Health Canada has approved the vaccine for young men from nine to 26, but oddly, they must pay for this particular preventive medicine, at a cost of up to $300, and it is not always easy to find a dispensing source. Hopefully, one day both boys and girls will be vaccinated for HPV just as they receive polio and measles vaccines, but we are far from that state now.

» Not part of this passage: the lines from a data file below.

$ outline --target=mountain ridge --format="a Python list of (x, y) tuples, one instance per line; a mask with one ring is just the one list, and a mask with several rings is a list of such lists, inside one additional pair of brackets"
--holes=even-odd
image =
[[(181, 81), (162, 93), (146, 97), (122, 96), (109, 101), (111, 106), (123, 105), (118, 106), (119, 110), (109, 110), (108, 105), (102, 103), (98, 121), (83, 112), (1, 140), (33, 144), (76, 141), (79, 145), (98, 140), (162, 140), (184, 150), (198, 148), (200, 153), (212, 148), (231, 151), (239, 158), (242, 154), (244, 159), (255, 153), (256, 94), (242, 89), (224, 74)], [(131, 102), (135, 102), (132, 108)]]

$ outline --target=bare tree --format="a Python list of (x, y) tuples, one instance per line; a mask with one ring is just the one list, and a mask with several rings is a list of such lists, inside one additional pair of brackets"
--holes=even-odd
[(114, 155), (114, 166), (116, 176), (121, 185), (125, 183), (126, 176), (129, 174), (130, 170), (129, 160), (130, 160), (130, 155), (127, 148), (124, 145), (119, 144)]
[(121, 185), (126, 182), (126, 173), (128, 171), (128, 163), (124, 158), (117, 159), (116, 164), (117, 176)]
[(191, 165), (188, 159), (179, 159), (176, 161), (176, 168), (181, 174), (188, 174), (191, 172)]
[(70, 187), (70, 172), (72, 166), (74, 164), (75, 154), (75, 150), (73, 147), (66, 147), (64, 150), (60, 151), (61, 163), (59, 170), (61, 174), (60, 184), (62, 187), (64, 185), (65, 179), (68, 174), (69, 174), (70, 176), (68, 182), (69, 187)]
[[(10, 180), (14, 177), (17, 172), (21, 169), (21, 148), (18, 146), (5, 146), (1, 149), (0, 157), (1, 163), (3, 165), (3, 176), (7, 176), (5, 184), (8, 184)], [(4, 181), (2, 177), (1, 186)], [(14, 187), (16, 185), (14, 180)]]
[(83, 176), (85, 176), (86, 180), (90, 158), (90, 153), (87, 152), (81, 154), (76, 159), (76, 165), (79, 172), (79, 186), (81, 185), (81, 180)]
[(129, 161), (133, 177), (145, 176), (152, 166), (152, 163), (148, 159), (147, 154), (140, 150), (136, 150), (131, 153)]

Though it is true that your risk of developing anal cancer increases if you have HPV and HIV, that risk is actually fairly minimal. That said, you are wise to remain vigilant regarding your anal health. If you notice changes to your ass in the form of bleeding, significant growth of the warts or other lesions in the first inch inside your anal opening — or anything else unusual — get to your doctor. If you can access the Lower Mainland, you can go to the infectious disease clinic at St Paul’s Hospital to get an anal PAP test.
Is there a need to alter your sexual behaviour now that your serological status has changed? Not necessarily. Because condoms cover only your penis, and because HPV rarely limits itself only to this area, they are not entirely protective. However, you want to minimize transmission as much as possible, so if you are with new or multiple partners, glove up.
Because of the incomplete protection condoms afford, you will need to advise new sexual partners of your potentially infectious status even if you engage in protected sex. You may wish to forgo anal sex with casual partners when your CD4 count is less than optimal. You will learn to read your body’s cues and can act accordingly.
If you are in a sexually exclusive relationship, you probably share strains of viruses, so you can relax regarding barrier protection, but, of course, use your best judgment and continue to talk openly about your health. The strains of HPV you have may not be oncogenic (cancer-producing), and you want to keep it that way. Your goal is to prevent transmission and reception of new strains while still enjoying great sex.
If your health is good, your CD4 count is robust and you are doing well on HAART (highly active anti-retroviral therapy), your chances of developing anal cancer are reduced. As horrible as it sounds, anal cancer is less deadly and metastatic (easily spreading) than its sister cervical cancer, which women have learned to manage through routine PAP tests for years now. You guys must now be vocal and persistent in demanding the same good medical care.
HPV is primarily a cosmetic problem, providing you monitor your body for changes. Since it has become ubiquitous in the community, you needn’t fear rejection or embarrassment because of it.
So all in all, though having HIV and HPV is not good news, it is not terrible news, either. Several decades ago, these diagnoses would have threatened far more serious consequences. Now they signal a need for continued vigilance and monitoring of your health status — not such a bad thing, really.
The point is that this is not a death sentence. It is not even news about which you need to panic. You have illnesses that compromise your immune system, and luckily, medicine is catching up with necessary treatments, although, alas, cures are still unavailable.
Political pressure is needed to make Gardasil available for young men. Those in non-urban areas often still lack access to anal PAP tests and dignified treatment. We do not yet live in the world we hope for or deserve.
Still, you can have a long and satisfying life. I encourage you to do so. This is a situation where you can happily celebrate your half-full glass.